Oscar Pistorius (courtesy: Action Images / Craig Brough)

BOULDER, Colo. — “The Blade Runner,” a South African sprinter and bilateral leg amputee set to create a stir at the upcoming 2012 London Olympics, has two CU-Boulder professors to thank for helping him make his way to the starting line.

Integrative physiology professors Rodger Kram and Alena Grabowski were involved in studies analyzing the performance of Oscar Pistorius, who uses blade-like, carbon fiber leg prostheses in track events.

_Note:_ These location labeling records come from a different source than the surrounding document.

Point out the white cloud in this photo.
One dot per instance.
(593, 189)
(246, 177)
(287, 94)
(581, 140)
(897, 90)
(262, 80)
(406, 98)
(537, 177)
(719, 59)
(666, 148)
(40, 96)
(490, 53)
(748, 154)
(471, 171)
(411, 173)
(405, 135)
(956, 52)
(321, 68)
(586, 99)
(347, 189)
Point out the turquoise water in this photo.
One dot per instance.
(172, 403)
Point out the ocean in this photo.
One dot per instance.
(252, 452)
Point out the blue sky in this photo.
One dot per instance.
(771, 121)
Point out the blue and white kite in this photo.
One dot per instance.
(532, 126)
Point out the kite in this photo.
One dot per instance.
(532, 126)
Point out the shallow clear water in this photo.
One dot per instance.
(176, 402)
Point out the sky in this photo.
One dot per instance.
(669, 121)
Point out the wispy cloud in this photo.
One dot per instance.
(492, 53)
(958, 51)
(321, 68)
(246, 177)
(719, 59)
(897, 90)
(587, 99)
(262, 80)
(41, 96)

Shortly before the 2008 Olympics, Pistorius was barred from international competition by officials from the International Association of Athletics Federations (IAAF), who, citing a German study, ruled his Cheetah Flex-Foot leg prostheses gave him an advantage over other runners.

Data presented in April 2008 by a team that included Kram and Grabowski to the Court of Arbitration for Sport in Lausanne, Switzerland — an international group set up to settle disputes in sports — showed Pistorius gained no physiological advantage over competitors when using the prostheses.

“The methodology of the German study that involved measuring Oscar’s oxygen consumption while running was flawed,” said Kram, who has been measuring the oxygen consumption of runners since 1983. “We found that while he is quite economical in oxygen consumption compared to your average Joe, his values are well within what would be expected for a high-caliber athlete.”

Kram also argued if a prosthetic device provides a mechanical advantage, it would likely provide an energetic or physiological advantage.

“Since there is no energetic advantage, it infers that the prostheses do not provide a mechanical advantage either,” Kram said.